Analysis and Numerical Approximation of Mean Field Game Partial Differential Inclusions

Yohance Osborne
Durham University
England
Co-Author(s):    Iain Smears
Abstract:
The Mean Field Game (MFG) system of Partial Differential Equations (PDE), introduced by Lasry \& Lions in 2006, models Nash equilibria of large population stochastic differential games of optimal control where the players of the game have unique optimal controls, and the convex Hamiltonian of the underlying optimal control problem is differentiable. In this talk, we introduce a new class of model problems called Mean Field Game Partial Differential Inclusions (MFG PDI), which extend the MFG system of Lasry and Lions to situations where players may have possibly nonunique optimal controls, and the resulting Hamiltonian of the underlying optimal control problem is not required to be differentiable. We prove the existence of unique weak solutions to MFG PDI for a broad class of Hamiltonians that are convex, Lipschitz, but possibly nondifferentiable, under a monotonicity condition similar to one considered previously by Lasry \& Lions. Moreover, we introduce a class of monotone finite element discretizations of the weak formulation of MFG PDI and present theorems on the strong convergence of the approximations to the value function in the $L^2(H_0^1)$-norm and the strong convergence of the approximations to the density function in $L^p(L^2)$-norms. We conclude the talk with discussion of numerical experiments involving non-smooth solutions.

Stability Analysis of a Non-Separable Mean-Field Games for Pedestrian Flow in Large Corridors

Eliot Pacherie
CNRS & Cergy University
France
Co-Author(s):    Mohamed Ghattassi and Nader Masmoudi
Abstract:
We investigate the existence and stability of small perturbations of constant states of the generalized Hughes model for pedestrian flow in an infinitely large corridor. We show that constant flows are stable under a condition on the density. Our findings indicates that when the density is less than half of the maximum density, which is the Lasry-Lions monotonicity condition, we can control the perturbation and prove postive stability results for the nonlinear Generalized Hughes model.

Existence of Solutions to MFG Problems via Monotone Operators

Melih Ucer
King Abdullah University of Science and Technology
Saudi Arabia
Co-Author(s):    Rita Ferreira, Diogo Gomes
Abstract:
The theory of monotone operators is the basis of a standard method of proving existence of solutions to Dirichlet problems involving a second-order elliptic PDE of the divergence form. In this context, it generalizes the direct method in the calculus of variations as well as the Lax-Milgram theorem. On the other hand, presence of a monotonicity structure in mean field games has been known since the early papers of Lions et al.

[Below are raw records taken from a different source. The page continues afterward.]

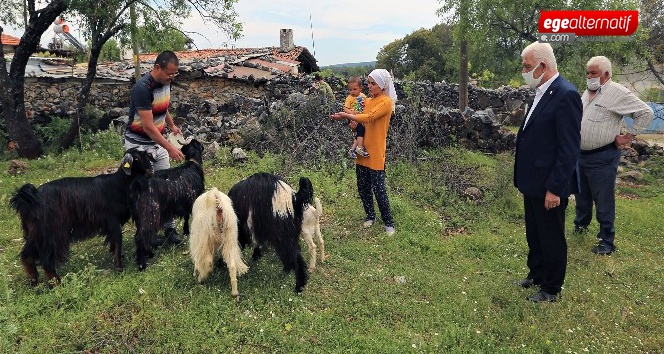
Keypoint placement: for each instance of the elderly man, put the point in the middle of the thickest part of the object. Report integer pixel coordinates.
(547, 149)
(604, 105)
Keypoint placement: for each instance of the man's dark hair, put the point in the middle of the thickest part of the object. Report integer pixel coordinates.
(166, 57)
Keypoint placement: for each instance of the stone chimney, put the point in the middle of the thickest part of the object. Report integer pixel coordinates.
(286, 40)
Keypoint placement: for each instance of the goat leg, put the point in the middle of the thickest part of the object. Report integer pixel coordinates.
(51, 275)
(30, 268)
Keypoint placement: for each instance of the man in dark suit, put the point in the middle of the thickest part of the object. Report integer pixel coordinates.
(547, 149)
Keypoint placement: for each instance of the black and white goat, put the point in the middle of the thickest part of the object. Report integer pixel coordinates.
(311, 226)
(75, 208)
(214, 230)
(170, 193)
(269, 211)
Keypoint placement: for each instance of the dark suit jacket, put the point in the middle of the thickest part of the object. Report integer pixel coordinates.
(548, 147)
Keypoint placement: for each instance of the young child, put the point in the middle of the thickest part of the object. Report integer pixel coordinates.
(355, 104)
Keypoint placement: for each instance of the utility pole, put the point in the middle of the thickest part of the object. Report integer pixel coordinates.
(463, 55)
(134, 41)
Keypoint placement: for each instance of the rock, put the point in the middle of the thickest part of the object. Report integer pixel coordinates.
(239, 154)
(473, 193)
(631, 175)
(16, 167)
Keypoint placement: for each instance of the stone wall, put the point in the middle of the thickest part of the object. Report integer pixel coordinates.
(215, 108)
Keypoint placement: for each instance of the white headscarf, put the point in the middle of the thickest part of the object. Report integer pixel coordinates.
(385, 82)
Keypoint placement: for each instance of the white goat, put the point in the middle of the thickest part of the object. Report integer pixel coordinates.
(311, 225)
(214, 228)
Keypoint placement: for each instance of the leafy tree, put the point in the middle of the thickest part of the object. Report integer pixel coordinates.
(652, 12)
(154, 39)
(420, 55)
(12, 83)
(499, 29)
(110, 51)
(102, 21)
(348, 71)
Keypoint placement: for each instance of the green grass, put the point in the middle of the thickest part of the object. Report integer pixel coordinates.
(442, 284)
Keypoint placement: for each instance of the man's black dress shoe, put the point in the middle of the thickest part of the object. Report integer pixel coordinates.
(525, 283)
(580, 230)
(603, 248)
(543, 296)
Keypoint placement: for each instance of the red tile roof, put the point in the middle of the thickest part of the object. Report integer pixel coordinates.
(10, 40)
(293, 54)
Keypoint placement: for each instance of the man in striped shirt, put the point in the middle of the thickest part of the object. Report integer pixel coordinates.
(604, 105)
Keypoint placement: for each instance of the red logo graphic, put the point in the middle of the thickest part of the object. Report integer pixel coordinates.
(589, 22)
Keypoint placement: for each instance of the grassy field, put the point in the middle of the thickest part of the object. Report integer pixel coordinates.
(441, 284)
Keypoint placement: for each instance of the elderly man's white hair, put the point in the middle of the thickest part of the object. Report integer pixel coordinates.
(602, 62)
(542, 52)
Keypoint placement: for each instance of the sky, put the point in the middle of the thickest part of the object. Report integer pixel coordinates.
(344, 31)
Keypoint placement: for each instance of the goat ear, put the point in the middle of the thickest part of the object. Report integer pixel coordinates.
(126, 163)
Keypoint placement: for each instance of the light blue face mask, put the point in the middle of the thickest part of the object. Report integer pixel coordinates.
(530, 80)
(593, 84)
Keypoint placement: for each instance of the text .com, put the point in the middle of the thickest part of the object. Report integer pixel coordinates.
(589, 22)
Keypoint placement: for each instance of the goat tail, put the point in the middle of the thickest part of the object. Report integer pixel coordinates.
(230, 247)
(203, 234)
(27, 203)
(305, 194)
(214, 227)
(25, 199)
(319, 207)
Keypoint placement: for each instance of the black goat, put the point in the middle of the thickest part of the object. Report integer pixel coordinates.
(75, 208)
(269, 211)
(170, 193)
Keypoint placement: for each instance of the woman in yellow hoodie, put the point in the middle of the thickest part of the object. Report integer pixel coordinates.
(370, 170)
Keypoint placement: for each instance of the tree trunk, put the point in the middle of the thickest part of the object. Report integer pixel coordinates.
(463, 73)
(463, 54)
(84, 93)
(12, 90)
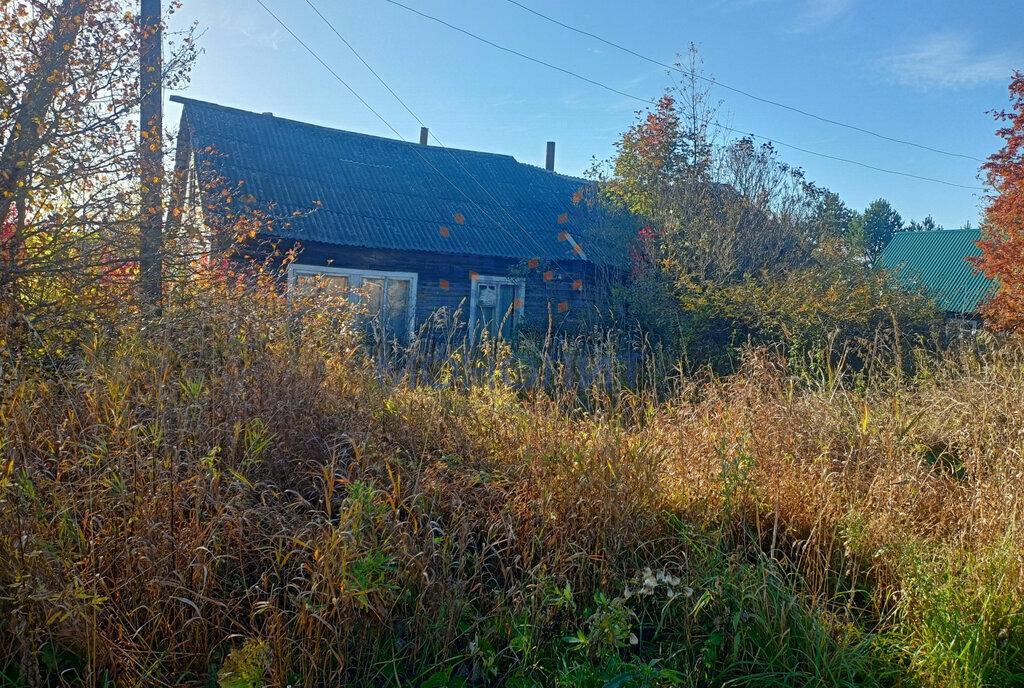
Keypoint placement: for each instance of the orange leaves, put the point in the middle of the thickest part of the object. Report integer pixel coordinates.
(1003, 247)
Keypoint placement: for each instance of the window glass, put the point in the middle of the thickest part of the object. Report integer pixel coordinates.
(373, 296)
(328, 285)
(388, 300)
(495, 298)
(397, 307)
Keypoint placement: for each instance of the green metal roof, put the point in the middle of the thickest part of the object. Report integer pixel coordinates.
(937, 261)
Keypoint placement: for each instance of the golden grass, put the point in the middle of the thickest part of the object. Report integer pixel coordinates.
(236, 495)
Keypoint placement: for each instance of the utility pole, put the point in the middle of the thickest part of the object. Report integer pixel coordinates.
(152, 151)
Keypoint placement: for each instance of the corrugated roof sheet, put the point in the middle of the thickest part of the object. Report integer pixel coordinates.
(937, 260)
(385, 194)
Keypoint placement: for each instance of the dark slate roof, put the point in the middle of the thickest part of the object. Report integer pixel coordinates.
(937, 261)
(385, 194)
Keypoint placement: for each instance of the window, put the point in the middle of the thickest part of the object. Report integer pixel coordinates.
(489, 302)
(388, 297)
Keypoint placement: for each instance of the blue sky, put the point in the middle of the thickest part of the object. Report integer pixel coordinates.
(920, 70)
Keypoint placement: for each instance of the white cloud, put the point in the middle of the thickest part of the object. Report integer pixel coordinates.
(816, 13)
(945, 60)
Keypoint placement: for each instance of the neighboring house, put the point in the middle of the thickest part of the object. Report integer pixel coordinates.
(413, 227)
(937, 261)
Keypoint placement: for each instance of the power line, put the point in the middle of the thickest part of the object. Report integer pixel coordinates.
(650, 101)
(395, 131)
(740, 91)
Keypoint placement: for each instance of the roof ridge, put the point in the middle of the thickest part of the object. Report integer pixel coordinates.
(935, 232)
(396, 141)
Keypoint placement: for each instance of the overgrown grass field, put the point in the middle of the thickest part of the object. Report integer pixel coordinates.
(235, 497)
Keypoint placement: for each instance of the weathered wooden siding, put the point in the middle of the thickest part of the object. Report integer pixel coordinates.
(542, 297)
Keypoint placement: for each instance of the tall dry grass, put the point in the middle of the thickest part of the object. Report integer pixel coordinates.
(236, 497)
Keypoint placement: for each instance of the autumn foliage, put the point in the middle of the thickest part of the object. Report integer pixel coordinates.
(1003, 246)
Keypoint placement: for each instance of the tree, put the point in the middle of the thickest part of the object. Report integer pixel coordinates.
(69, 154)
(1003, 243)
(875, 228)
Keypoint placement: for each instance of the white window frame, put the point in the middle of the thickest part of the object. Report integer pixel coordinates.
(355, 276)
(474, 291)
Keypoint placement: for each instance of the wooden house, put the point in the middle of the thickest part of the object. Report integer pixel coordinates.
(410, 227)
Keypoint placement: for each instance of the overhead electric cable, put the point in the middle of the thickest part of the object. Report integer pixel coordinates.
(740, 91)
(344, 83)
(650, 101)
(416, 117)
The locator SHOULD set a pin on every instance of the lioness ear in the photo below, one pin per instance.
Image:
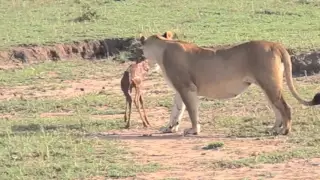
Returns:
(142, 39)
(168, 35)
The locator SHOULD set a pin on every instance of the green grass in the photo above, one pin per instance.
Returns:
(206, 22)
(58, 145)
(268, 158)
(214, 145)
(33, 146)
(57, 148)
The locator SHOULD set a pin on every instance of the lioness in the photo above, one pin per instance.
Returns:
(222, 73)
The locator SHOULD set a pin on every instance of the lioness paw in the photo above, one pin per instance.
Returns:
(168, 130)
(192, 131)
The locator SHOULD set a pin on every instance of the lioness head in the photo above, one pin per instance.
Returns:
(167, 35)
(151, 49)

Moreover, this monotonicity property was exploited by Ferreira et al for proving existence of solutions in a weak sense, to various MFG problems. More recently, in ongoing joint work with Ferreira and Gomes, we discovered how to systematize the aforementioned existence proofs using the abstract machinery of the monotone operator theory. Consequently, we achieve simpler and unified proofs for a wider range of problems. Furthermore, with new a priori bounds based on a novel idea, we obtain solutions in a stronger sense.